# An Italian and Hawaiian went to Japan.



## lowprofile (Jan 6, 2013)

The Italian made Everol 12/0 and Hawaiian made double jet bullet by Morris lures showed this Japanese blue marlin they meant business.


----------



## lowprofile (Jan 6, 2013)

....


----------



## lowprofile (Jan 6, 2013)

230lbs. Still outweighed it by 15.


----------



## Jason (Oct 2, 2007)

Always cool to see these out of country posts!!! You gonna do anything special w/ the bill or just dry it out? I know that middle rod would be a pain to retrieve ifin it got hit wouldn't it? Great job and be safe over there! Fixed the pic fer ya!


----------



## lowprofile (Jan 6, 2013)

That middle rod did get hit. That's the one that Marlin took. Haha. I'm tall enough I can grab it and unclip it. I have all the reels set at 20-22lbs of drag for the troll so they aren't too difficult to move around the back when we hook up. 

Nothing really special. I have two in my freezer right now I have to go drop off in the pile. I'll square off the back and probably mount them on small pieces of wood to display. That way when I'm old and all the fish in the world are gone I can tell my grand kids I did my part.


----------



## Jason (Oct 2, 2007)

lowprofile said:


> That middle rod did get hit. That's the one that Marlin took. Haha. I'm tall enough I can grab it and unclip it.

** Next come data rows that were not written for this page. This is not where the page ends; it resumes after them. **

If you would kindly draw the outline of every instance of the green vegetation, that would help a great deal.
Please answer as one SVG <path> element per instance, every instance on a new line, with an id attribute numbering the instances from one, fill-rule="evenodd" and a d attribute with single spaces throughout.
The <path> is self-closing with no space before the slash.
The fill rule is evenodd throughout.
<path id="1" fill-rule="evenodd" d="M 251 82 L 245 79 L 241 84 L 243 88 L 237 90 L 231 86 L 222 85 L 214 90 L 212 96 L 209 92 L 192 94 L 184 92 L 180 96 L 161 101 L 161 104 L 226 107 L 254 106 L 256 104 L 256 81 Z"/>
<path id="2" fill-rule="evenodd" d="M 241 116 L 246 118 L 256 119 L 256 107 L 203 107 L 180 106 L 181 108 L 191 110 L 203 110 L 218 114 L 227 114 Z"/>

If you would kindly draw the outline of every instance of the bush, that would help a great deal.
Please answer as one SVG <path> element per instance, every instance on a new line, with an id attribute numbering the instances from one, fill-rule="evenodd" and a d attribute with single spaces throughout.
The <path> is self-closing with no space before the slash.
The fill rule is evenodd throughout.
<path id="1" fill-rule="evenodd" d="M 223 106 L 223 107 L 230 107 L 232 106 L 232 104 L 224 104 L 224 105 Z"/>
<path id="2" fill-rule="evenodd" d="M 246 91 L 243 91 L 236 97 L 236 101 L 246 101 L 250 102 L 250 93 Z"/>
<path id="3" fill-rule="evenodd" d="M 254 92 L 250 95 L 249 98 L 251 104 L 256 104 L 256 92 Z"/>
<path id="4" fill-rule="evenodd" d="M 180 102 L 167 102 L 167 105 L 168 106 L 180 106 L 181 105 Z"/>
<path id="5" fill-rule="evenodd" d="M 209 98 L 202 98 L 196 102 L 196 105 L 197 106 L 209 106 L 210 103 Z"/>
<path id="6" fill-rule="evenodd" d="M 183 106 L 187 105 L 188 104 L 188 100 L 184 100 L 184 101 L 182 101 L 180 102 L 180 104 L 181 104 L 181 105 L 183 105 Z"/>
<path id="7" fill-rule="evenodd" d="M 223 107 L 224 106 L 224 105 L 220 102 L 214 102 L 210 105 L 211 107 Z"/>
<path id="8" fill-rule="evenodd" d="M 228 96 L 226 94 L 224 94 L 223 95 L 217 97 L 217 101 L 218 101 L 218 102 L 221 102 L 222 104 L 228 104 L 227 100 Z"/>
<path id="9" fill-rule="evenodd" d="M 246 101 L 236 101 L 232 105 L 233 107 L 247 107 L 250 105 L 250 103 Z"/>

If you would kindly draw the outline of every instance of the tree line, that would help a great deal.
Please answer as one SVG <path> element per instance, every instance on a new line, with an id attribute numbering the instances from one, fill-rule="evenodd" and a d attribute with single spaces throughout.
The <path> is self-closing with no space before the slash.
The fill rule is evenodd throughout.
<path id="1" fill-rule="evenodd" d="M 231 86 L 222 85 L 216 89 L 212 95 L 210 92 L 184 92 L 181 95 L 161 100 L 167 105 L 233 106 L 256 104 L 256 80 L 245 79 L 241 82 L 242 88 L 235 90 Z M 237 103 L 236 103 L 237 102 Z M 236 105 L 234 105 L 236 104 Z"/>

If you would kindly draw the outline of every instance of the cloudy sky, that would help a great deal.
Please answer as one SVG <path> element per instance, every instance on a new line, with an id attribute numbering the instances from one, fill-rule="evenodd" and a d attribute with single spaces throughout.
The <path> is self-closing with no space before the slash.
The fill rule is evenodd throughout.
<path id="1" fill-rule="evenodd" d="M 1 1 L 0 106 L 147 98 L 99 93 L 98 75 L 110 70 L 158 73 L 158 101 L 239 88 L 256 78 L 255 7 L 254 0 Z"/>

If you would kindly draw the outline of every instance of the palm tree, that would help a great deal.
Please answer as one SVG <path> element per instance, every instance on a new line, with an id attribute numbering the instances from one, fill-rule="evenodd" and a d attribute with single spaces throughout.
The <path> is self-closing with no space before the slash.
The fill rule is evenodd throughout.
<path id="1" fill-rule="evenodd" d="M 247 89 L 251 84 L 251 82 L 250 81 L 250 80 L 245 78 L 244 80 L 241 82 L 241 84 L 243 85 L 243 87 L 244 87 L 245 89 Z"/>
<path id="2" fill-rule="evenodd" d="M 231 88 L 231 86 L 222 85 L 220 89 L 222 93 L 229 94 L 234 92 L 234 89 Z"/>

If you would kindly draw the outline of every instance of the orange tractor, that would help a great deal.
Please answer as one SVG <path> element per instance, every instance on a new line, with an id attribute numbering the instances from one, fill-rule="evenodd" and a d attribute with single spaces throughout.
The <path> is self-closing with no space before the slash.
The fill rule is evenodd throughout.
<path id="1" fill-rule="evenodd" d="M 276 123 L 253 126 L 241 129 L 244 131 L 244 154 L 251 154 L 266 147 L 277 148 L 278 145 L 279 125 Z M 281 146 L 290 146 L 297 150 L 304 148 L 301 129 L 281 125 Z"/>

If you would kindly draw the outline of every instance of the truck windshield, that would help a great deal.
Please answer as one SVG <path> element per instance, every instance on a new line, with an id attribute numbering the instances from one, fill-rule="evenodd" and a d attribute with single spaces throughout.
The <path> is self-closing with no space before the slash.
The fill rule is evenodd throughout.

I have all the reels set at 20-22lbs of drag for the troll so they aren't too difficult to move around the back when we hook up.
> 
> Nothing really special. I have two in my freezer right now I have to go drop off in the pile. I'll square off the back and probably mount them on small pieces of wood to display. That way when I'm old and all the fish in the world are gone I can tell my grand kids I did my part.


Curse you tall folk I didn't know if those bills can be sanded smooth and scrimshawed or something like that...Only thing I have ever seen are bills mounted in boat houses as decoration...


----------



## lowprofile (Jan 6, 2013)

Btw, there's a crazy rumor going around that Marlin are no good to eat... That's absolutely not true! They are one of the best tasting fish out there. Of course we bleed and ice everything right away.


----------



## kanaka (Oct 3, 2007)

Jason said:


> Curse you tall folk I didn't know if those bills can be sanded smooth and scrimshawed or something like that...Only thing I have ever seen are bills mounted in boat houses as decoration...


I'd like a mount like this.


----------



## WhyMe (Apr 21, 2013)

Kewl report.
Whyme


----------